As the biggest TJ Ford fan possible I'm really rooting for him to get back. If he does it will be a great day when he's back.


----------



## MarioChalmers (Mar 26, 2004)

I really wish the best for him and Jay Williams, if they both come back, I'll be very content.


----------



## whiterhino (Jun 15, 2003)

I wish him the best as well...before his injury I really thought TJ could become one of the top true poing guards in the league.


----------



## RP McMurphy (Jul 17, 2003)

Where in that article does it say he isn't done? It's been over a year since he injured his spinal cord, and he still can't even practice. More than likely, neither he nor Jay Williams will never play in the NBA again.


----------



## Gambino (Feb 11, 2004)

RP McMurphy said:


> Where in that article does it say he isn't done? It's been over a year since he injured his spinal cord, and he still can't even practice. More than likely, neither he nor Jay Williams will never play in the NBA again.


because in that article it gave hope in saying that he can take steps albeit slow steps to return to the league. Also it was an answer to a thread that said that his career was over. I hope and pray that he returns. He was a great player at UT and was hoping he would be even better at Milwaukee.


----------



## jokeaward (May 22, 2003)

It might be a Ralph Sampson situation. He could slowly come back but not to prominence.


----------



## Greg Ostertag! (May 1, 2003)

I will be so glad if he comes back. He may not ever reach his potential, infact, that is probably assured... but he deserves to set foot on an NBA court again.


----------



## JNice (Jul 13, 2002)

jokeaward said:


> It might be a Ralph Sampson situation. He could slowly come back but not to prominence.



I agree with that. Even if he comes back, I doubt he can ever reach nearly the level he could have. It is really unfortunate for himself and also the Bucks because he was looking like he could be one of the best of the very few true PGs in the league.

I don't recall exactly, but his injury occurred on the court didn't it? That is pretty rare. Very unfortunate.


----------



## Bron_Melo_ROY (Apr 12, 2004)

gian said:


> I really wish the best for him and Jay Williams, if they both come back, I'll be very content.


Me too. They were 2 of my favorite up n' coming G's in the league and I hope both of them make a full recovery but I know that is a long shot for both of them. Also, you should put me in your fan club (gian).


----------



## Vermillion (Mar 23, 2004)

As one of his biggest fans, I'd have to say that any mention of hope for him playing again is music.
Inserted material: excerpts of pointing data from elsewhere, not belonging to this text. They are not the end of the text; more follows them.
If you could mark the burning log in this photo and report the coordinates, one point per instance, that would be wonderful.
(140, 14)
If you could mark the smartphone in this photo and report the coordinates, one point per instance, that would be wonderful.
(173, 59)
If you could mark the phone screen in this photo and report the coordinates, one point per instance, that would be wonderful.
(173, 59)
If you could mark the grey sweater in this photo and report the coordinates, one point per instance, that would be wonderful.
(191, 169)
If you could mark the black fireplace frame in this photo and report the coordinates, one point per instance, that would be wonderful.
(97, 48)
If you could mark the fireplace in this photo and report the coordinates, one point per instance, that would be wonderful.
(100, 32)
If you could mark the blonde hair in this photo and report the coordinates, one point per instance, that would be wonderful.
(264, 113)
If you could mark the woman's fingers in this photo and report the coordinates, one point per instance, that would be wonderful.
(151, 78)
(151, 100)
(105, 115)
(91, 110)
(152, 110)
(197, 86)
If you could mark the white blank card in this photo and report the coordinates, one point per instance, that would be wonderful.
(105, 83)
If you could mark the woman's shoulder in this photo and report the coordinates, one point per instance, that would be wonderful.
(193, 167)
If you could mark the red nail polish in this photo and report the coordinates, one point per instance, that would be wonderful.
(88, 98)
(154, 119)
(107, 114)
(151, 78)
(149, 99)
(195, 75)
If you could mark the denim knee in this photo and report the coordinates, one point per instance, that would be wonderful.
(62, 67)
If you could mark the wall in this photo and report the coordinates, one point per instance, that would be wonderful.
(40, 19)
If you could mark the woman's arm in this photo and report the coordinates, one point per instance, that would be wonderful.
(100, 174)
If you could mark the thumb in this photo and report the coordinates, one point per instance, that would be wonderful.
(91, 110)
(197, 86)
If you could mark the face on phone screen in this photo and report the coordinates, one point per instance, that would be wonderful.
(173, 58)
This guy just deserves to play.


----------



## spursincharge (Jul 20, 2003)

Back in 2001 before TJ Ford arrived at the University of Texas, I went to a dinner with the keynote speaker Rick Barnes (Texas Basketball Coach) and he kept saying how this young, speedy point guard named TJ Ford would change UT Basketball forever.

What followed?

Their first final four appearance in almost 60 years.


----------



## BG7 (Jun 25, 2003)

RP McMurphy said:


> Where in that article does it say he isn't done? It's been over a year since he injured his spinal cord, and he still can't even practice. More than likely, neither he nor Jay Williams will never play in the NBA again.
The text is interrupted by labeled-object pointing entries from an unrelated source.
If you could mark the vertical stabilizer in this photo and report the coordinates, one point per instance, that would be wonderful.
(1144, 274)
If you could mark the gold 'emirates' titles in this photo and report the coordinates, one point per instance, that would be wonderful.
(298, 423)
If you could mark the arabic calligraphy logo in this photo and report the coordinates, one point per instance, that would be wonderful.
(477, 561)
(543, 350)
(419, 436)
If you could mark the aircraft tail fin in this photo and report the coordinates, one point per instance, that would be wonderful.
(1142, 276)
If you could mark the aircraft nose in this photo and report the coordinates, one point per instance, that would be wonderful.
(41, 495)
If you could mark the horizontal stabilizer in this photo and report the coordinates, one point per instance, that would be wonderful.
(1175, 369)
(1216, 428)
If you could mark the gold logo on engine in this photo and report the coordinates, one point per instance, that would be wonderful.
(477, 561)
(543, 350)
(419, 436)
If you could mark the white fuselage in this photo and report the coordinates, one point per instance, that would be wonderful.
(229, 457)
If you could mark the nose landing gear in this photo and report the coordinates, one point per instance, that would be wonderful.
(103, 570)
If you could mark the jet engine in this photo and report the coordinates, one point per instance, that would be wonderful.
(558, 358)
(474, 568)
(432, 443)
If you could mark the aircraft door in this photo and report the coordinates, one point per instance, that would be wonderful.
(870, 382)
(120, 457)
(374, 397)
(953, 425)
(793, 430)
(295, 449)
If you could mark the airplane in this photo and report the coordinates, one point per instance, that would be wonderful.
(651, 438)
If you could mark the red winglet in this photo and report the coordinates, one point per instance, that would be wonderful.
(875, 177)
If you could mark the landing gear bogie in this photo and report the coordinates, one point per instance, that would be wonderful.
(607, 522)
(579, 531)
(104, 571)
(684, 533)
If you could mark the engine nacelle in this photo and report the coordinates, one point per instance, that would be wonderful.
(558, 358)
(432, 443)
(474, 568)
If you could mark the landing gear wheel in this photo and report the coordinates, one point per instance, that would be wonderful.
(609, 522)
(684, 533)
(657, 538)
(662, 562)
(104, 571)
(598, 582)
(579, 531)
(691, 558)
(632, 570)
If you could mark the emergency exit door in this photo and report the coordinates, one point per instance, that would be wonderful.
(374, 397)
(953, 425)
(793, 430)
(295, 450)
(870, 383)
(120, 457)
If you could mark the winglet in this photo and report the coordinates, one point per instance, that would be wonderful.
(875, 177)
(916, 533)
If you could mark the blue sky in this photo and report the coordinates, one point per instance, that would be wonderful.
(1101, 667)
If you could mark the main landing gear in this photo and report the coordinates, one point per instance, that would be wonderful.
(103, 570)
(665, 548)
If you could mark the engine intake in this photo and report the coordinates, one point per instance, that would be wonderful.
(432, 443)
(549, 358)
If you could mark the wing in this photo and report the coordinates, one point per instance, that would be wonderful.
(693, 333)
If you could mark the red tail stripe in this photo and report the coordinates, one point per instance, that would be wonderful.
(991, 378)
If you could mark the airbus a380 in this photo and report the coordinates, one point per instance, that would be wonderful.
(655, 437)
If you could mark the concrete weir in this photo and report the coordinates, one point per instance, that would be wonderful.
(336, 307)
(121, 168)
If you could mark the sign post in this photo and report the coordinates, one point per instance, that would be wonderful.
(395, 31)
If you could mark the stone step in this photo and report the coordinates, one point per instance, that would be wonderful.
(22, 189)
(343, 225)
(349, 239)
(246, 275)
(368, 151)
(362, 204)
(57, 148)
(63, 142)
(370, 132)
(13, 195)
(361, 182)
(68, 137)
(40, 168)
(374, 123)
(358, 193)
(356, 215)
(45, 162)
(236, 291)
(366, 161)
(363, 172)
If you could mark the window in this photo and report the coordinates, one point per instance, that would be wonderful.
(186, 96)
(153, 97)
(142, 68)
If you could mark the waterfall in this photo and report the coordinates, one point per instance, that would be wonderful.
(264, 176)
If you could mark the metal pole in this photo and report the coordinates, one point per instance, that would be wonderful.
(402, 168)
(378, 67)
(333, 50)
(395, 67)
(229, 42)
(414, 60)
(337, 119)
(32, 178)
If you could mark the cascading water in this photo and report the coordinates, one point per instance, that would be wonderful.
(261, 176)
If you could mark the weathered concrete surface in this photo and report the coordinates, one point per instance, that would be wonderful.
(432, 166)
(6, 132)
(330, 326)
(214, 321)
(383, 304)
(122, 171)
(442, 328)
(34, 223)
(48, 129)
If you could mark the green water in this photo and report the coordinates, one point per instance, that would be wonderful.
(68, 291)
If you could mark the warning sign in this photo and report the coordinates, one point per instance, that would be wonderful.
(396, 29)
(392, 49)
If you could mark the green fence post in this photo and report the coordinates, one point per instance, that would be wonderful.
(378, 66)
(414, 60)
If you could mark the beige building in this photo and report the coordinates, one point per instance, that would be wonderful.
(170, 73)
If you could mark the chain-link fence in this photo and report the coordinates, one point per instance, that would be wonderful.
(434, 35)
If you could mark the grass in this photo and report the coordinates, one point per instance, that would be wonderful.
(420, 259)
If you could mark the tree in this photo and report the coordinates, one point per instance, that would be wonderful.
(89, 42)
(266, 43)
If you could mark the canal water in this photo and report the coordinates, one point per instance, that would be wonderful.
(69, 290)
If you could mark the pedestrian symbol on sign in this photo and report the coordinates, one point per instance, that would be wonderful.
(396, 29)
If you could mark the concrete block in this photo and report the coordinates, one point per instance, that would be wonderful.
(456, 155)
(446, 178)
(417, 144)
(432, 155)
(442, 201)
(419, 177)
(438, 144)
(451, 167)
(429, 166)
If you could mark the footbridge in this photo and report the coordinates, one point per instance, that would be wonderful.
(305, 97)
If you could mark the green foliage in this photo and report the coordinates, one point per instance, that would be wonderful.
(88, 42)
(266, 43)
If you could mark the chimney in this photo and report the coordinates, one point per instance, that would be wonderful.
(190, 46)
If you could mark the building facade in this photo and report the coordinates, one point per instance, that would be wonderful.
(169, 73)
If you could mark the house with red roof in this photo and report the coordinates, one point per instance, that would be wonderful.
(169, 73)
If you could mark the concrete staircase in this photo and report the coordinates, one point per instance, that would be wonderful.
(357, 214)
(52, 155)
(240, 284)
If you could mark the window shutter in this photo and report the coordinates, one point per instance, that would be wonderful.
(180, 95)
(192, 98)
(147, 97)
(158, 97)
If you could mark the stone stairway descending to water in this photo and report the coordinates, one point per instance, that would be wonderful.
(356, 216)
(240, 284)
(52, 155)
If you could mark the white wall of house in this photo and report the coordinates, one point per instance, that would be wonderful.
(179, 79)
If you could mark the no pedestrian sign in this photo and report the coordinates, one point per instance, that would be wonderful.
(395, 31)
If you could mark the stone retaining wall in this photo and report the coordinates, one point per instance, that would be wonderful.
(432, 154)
Jay Williams has had enough of his hops back to dunk since before the season. I seriously have no idea what he is still doing, he should be back on an NBA team by now if he is planning on playing again.


----------



## HeinzGuderian (Jun 29, 2004)

Go TJ!


----------



## adarsh1 (May 28, 2003)

sad **** man, i hope he comes back at full strength although it ain't likely


----------



## Dez24 (Feb 28, 2005)

TJ Ford suffered his injury in a game against the Minnesota Timberwolves in Milwaukee when Mark Madsen and TJ went up for a rebound. TJ fell hard on his spine and was wheeled out the Bradley Center on a stretcher. It was a scary scene. He was the reason the Bucks had a surprise record and I believe he would have got us a better looking playoff record. Obviously other teammates are there, but he was a true leader on the court. And as far as I'm concerned, he still is until his career is deemed over. 
I hope he is back next year. He is truly missed. And not taking anything away from Mo Williams (who has done wonderfully), our record shows how much he is missed.


----------